ENZYME IMMUNOMETRIC ASSAY FOR ENDOTHELIN USING TANDEM MONOCLONAL-ANTIBODIES

Seven distinct mouse monoclonal antibodies (mAbs) directed against human endothelin-1 (ET-1) have been obtained. On the basis of specificity studies performed with competitive immunoassays and of complementary binding studies, these mAbs were classified in two groups. mAbs of group A (Endo-4, -5, -6 and -10) were shown to be directed against the N terminal loop while those of group B (Endo-2, -8 and -18) recognized the C terminal part of the peptide. A pair of monoclonal antibodies with optimal properties for a two-site immunometric assay were selected and the test was performed in 96-well microtiter plates coated with one mAb (Endo-18), while another mAb (Endo-4) covalently labeled with enzyme acetylcholinesterase was used as tracer. Under optimal conditions, the assay appeared to be very sensitive since concentrations as low as 1 pg/ml could be significantly detected. The precision was also very good with a coefficient of variation below 10% from 3 to 250 pg/ml. The assay was specific for mature endothelin presenting no cross-reactivity with the precursor Big ET-1. On the other hand, strong cross-reactivity was observed with other ET-1-related peptides, including ET-2, ET-3, VIC peptide and sarafotoxin 6-b.
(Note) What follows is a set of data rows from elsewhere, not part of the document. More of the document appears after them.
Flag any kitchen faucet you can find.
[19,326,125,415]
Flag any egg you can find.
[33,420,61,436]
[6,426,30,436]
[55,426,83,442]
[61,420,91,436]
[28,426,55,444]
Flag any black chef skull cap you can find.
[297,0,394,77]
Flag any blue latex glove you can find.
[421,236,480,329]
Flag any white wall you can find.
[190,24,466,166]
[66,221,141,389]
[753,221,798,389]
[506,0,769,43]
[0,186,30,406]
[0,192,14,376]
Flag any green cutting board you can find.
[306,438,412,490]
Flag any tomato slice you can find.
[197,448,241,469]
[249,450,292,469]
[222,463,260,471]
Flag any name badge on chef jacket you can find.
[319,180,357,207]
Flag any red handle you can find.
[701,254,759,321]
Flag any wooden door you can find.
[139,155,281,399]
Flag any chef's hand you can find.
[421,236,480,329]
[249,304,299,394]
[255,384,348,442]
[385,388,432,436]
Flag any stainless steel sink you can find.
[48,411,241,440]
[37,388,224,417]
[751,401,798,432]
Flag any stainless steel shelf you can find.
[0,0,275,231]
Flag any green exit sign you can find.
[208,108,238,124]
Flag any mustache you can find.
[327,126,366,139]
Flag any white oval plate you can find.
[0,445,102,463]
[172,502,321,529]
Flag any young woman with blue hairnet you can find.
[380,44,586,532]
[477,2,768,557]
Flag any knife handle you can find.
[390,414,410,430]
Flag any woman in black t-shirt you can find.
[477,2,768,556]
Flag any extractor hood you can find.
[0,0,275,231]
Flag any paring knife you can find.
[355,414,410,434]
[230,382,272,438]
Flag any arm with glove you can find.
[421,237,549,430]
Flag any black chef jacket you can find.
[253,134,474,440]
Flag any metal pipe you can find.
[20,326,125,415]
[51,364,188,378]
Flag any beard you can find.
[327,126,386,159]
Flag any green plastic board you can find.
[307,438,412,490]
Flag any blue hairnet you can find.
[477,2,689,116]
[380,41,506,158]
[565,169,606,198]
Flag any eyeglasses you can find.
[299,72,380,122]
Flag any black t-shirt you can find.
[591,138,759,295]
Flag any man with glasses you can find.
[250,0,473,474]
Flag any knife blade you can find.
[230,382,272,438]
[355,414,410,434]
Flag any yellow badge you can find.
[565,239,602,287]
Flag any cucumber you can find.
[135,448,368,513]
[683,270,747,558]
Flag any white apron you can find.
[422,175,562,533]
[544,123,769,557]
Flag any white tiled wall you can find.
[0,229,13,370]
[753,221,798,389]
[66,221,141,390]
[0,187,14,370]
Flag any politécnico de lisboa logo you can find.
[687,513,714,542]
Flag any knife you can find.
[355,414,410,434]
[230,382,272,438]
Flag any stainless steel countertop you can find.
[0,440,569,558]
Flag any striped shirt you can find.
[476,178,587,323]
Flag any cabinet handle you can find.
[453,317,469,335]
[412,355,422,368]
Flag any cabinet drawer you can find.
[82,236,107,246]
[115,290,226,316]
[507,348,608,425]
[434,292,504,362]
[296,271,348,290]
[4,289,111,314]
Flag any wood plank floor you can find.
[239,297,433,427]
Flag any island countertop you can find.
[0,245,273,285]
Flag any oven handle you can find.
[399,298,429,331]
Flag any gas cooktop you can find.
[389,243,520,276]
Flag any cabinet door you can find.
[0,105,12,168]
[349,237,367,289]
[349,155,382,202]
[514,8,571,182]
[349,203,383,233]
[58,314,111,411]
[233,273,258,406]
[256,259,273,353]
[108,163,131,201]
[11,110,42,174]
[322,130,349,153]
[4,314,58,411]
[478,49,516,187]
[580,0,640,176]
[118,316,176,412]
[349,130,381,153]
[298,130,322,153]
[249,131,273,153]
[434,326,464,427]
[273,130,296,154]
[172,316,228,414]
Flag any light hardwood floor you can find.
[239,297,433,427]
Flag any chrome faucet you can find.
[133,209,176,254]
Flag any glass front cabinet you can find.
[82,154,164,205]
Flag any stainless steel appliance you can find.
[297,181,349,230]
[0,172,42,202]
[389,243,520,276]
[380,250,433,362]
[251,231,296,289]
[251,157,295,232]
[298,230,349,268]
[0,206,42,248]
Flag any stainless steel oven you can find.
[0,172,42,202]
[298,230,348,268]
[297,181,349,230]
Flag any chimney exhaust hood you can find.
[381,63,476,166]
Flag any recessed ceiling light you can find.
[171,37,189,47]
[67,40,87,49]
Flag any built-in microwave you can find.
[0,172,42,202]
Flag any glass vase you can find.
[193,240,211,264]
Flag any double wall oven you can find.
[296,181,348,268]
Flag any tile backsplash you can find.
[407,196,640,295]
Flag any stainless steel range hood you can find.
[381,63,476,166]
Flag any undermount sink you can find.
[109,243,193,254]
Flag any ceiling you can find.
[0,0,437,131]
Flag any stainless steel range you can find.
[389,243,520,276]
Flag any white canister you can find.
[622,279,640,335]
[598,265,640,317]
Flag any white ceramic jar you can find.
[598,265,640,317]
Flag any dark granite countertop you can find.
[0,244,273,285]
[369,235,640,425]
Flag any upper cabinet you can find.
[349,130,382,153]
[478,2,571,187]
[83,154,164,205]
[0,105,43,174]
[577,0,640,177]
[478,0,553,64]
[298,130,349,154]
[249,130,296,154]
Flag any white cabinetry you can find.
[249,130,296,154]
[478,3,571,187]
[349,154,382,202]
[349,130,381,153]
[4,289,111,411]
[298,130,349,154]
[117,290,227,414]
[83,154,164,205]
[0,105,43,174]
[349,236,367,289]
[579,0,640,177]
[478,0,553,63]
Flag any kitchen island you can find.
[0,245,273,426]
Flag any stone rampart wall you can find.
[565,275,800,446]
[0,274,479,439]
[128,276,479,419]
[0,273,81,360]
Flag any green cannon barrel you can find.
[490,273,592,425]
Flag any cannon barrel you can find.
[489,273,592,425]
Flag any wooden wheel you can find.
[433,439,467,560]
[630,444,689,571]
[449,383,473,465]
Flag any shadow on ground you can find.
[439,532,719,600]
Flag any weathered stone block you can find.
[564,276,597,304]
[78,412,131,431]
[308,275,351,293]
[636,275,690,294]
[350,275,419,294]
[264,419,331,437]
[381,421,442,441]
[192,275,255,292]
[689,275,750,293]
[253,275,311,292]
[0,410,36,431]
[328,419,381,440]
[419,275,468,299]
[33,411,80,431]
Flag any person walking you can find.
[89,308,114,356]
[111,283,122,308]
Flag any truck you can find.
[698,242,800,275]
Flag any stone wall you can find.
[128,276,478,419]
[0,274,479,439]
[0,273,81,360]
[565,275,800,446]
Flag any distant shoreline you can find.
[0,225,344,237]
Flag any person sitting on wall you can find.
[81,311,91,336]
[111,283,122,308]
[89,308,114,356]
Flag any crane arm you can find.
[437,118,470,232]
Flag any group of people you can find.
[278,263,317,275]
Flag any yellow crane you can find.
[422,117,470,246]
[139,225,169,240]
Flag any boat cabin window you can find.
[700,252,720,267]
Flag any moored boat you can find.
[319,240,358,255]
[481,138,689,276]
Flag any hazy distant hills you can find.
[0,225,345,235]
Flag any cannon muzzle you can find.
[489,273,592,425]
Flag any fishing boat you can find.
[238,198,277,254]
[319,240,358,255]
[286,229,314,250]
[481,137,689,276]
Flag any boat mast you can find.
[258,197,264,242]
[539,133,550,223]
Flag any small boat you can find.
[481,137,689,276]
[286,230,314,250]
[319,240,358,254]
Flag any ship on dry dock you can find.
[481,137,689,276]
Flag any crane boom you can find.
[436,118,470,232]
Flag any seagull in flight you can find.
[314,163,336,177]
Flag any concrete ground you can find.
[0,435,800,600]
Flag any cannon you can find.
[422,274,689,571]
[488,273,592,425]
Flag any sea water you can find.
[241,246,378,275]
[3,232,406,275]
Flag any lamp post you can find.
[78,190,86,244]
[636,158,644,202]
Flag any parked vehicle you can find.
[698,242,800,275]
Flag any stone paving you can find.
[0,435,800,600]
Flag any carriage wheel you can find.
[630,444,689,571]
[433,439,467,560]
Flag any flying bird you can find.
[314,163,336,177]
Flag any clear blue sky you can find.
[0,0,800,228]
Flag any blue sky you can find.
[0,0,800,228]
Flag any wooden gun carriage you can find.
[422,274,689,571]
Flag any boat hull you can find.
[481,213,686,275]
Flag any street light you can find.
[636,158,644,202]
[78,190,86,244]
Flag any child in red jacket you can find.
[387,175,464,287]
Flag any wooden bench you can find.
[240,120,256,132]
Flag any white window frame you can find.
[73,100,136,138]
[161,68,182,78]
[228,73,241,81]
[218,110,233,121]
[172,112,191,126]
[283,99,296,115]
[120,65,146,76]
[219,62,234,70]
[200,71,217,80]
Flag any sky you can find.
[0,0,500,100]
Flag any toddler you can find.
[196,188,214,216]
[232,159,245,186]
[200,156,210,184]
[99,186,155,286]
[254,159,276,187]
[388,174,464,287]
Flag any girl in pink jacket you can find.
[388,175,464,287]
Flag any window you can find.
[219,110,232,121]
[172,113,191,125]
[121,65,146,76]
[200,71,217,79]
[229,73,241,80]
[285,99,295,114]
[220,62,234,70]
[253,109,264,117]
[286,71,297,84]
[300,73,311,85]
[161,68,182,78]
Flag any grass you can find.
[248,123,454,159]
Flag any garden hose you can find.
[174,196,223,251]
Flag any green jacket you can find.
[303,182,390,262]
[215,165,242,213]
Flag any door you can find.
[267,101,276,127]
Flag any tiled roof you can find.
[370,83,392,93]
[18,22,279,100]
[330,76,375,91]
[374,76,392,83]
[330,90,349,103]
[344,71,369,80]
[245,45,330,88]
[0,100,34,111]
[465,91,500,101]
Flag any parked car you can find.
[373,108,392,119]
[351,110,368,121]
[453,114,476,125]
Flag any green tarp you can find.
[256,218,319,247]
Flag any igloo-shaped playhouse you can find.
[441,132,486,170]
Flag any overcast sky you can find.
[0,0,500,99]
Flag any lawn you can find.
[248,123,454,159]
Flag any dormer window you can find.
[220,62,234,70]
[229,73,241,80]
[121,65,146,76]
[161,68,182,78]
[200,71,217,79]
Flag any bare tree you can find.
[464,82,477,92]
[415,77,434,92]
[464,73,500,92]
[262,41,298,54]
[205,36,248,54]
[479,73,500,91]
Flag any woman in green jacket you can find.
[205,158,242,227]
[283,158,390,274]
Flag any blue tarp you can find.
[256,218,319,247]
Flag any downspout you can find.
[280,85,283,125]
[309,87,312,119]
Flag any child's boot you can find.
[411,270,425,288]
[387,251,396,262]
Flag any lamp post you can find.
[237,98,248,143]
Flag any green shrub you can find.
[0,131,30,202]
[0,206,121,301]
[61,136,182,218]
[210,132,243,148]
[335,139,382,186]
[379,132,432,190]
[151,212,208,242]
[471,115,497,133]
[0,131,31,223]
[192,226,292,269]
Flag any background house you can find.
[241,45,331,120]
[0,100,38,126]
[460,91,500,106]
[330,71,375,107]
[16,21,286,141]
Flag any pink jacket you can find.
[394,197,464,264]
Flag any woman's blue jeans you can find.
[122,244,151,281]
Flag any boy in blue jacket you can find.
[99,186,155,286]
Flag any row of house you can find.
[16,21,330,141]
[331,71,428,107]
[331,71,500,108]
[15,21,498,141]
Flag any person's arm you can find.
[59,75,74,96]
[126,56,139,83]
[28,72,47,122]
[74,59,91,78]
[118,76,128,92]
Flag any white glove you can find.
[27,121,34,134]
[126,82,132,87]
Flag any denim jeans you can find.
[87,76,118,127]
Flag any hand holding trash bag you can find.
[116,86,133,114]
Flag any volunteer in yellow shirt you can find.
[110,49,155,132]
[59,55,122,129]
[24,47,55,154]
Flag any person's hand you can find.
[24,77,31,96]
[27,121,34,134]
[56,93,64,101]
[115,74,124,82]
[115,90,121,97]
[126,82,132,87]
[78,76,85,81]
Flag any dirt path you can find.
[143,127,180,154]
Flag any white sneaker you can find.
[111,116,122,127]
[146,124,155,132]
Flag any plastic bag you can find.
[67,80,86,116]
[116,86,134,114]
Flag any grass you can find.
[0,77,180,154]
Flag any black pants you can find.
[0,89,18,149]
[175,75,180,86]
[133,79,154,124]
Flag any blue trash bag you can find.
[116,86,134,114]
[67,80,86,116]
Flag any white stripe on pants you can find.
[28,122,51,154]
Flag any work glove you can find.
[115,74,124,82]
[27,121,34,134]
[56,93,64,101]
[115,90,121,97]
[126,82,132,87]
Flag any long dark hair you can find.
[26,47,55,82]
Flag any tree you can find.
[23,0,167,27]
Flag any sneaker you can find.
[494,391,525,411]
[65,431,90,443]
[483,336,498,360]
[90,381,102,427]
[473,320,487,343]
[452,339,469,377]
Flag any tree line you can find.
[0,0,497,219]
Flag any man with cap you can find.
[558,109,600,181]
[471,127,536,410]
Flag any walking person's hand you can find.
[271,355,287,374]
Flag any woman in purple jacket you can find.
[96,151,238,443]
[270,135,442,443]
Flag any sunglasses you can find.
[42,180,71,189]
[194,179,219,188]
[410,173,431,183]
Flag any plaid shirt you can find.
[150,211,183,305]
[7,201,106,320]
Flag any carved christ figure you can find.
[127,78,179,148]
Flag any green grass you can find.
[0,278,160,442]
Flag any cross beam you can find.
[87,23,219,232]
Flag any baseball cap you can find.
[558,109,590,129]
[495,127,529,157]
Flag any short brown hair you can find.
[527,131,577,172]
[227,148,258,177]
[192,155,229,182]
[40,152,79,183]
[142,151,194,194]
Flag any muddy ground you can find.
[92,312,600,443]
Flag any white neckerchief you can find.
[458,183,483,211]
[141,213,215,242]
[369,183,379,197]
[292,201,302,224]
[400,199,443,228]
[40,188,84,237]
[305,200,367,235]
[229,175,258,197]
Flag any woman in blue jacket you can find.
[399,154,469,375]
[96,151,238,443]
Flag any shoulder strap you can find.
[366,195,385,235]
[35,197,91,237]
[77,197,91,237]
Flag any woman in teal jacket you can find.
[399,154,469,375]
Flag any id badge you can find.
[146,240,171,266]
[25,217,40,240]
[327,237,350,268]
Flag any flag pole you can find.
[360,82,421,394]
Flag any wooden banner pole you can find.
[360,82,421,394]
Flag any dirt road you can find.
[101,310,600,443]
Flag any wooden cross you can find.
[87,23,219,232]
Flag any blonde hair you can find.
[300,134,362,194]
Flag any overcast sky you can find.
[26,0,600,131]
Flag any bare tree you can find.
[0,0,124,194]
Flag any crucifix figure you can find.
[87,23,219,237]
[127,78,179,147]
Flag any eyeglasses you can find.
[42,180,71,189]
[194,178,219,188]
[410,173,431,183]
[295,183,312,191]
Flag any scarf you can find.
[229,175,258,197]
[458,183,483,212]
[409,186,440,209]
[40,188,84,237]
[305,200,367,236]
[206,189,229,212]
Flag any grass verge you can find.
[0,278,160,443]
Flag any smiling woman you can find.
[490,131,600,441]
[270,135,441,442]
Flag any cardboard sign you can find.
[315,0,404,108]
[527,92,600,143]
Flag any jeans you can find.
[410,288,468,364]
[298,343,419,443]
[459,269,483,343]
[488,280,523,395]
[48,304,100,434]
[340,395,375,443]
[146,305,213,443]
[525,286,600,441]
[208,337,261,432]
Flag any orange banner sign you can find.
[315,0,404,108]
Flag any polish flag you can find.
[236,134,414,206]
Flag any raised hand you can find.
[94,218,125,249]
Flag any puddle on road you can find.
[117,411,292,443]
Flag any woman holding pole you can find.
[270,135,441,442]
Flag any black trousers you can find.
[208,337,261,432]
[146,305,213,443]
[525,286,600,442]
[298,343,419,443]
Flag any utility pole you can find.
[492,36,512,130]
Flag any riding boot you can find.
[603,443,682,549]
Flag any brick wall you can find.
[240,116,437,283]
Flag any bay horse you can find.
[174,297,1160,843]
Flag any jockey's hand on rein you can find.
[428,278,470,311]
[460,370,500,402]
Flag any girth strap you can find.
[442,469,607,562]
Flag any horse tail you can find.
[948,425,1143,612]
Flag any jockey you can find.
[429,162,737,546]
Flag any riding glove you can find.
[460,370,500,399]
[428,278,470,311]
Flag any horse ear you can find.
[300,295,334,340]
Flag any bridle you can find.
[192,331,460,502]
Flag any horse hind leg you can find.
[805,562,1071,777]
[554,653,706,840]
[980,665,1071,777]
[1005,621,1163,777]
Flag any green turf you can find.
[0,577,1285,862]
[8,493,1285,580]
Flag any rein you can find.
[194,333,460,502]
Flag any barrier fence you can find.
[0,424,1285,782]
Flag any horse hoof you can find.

The assay permitted specific determination of ET-1 in supernatants of cultured endothelial cells and the validity of the test was demonstrated by HPLC fractionation experiments. In addition, the assay also appeared to be suitable for direct determination of ET-1 in plasma. Studies performed with plasma from healthy subjects revealed that circulating levels of ET-1 are below or close to the detection limit of the method (< 8 pg/ml).